O texto a seguir foi escrito por volta de 1990, com o objetivo de subsidiar um curso de história das lutas operárias. Devido ao fato do curso não ter sido realizado, o texto foi deixado na “caixa box dos guardados”, onde permaneceu durante décadas.


Resolvemos publicá-lo agora porque, recentemente, José Luiz Del Roio anunciou o dia 9 de julho como data oficial da luta operária de São Paulo, em memória da greve geral de 1917 ocorrida naquela cidade durante o mês de julho. Agendou um ato público para homenagear lutadores da classe trabalhadora no Sindicato dos Padeiros de São Paulo, sito à Rua Major Diogo, 285, nesta data. Sabe-se que o dia da luta operária é o dia 1o. de Maio. O anúncio se faz, portanto, na linha das tradições inventadas, tal como referidas pelo historiador Eric Hobsbawm. Pressupomos que a criação do 9 de julho como dia da luta operária também tenha a intenção de contrapor-se à comemoração burguesa da chamada “Revolução Constitucionalista”, deflagrada em 9 de julho de 1932 contra o Governo Provisório de Getúlio Vargas.


O conhecimento da luta operária travada contra a burguesia no passado e em outros lugares é fundamental para fortalecer o sentido do movimento aqui e agora, porque possibilita uma visão de conjunto, da luta enquanto luta de classes, transmitida a partir das experiências coletivas. Pois é assim que os operários aprendem a raciocinar, a entender em que sociedade vivem e quem são seus amigos e inimigos de classe.


Eis aqui a nossa contribuição:


A greve geral de 1917 em São Paulo:

a ordem burguesa em perigo

 

Eduardo Stotz


Introdução


São Paulo é uma cidade morta: sua população está alarmada, os rostos denotam apreensão e pânico, porque tudo está fechado, sem o menor movimento. Pelas ruas afora alguns transeuntes apressados, só circulavam veículos militares, requisitados pela Cia. Antartica e demais indústrias, com tropas armadas de fuzis e metralhadoras. Há ordem de atirar sobre quem fique parado na rua. Nos bairros fabris do Brás, Moóca, Barra Funda, Lapa, sucedem-se tiroteios com grupos de populares; em certas ruas já começaram a fazer barricadas com pedras, madeiras velhas, carroças viradas (o Jornal do Commercio do Rio de Janeiro fala em bondes virados) e a polícia não se atreve a passar por lá, porque dos telhados e cantos partem tiros certeiros. Os jornais saem cheios de notícias sem comentários quase, mas o que se sabe é sumamente grave prenunciando dramáticos acontecimentos.
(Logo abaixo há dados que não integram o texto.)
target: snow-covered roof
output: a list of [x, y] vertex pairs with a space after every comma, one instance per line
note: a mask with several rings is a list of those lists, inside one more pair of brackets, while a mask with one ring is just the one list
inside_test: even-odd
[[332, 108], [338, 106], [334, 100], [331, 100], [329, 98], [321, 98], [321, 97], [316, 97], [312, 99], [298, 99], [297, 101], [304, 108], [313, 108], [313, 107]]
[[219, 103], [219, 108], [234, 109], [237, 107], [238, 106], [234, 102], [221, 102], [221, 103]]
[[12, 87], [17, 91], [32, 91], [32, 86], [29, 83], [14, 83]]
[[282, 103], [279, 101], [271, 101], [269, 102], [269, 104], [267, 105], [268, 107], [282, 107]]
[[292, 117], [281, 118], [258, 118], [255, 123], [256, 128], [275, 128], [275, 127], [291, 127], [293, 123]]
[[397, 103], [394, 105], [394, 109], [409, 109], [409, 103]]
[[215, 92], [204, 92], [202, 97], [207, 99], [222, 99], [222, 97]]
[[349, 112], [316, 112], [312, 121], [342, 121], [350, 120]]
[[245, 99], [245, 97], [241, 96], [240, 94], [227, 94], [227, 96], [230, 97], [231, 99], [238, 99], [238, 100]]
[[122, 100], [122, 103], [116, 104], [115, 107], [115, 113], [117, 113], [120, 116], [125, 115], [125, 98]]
Este é o aspecto da cidade de São Paulo em julho de 1917 descrito no livro História das lutas sociais no Brasil por Everardo Dias, militante operário e historiador. Como inicia e se desenvolve esta mobilização das massas proletárias que toma ares de insurreição contra os poderes constituídos em São Paulo? Pelo que lutam os operários? A que resultados chega o movimento? Quais as razões deste movimento? O que expressa do ponto de vista histórico, isto é, na perspectiva das relações de classe entre trabalho assalariado e capital em desenvolvimento em nosso país? Estas são as questões que aqui pretendemos abordar de modo sucinto nesta comunicação, utilizando bibliografia conhecida entre os historiadores preocupados com o assunto.


 

Uma narrativa da greve


Nos meses de maio e junho de 1917 ocorrem greves-relâmpago, que terminam com a obtenção de pequenos aumentos salariais. Ao final do mês de junho, Edgard Leuenroth faz publicar A Camorra burguesa. Escreve: Não tardará a vindita da plebe[1]:


A gente endinheirada que até aqui ia gozando placidamente num parasitário dolce far niente, a sua vida folgada de ladrões bem sucedidos começa a inquietar-se, a sentir-se incomodada, a ter as suas custosas digestões perturbadas pelas manifestações de descontentamento que, partindo dos recantos malsões onde a plebe laboriosa abriga a sua penúria, já se vão fazendo ouvir nos bem cuidados arrebaldes da urbs em que se erguem, como uma afronta à miséria alheia.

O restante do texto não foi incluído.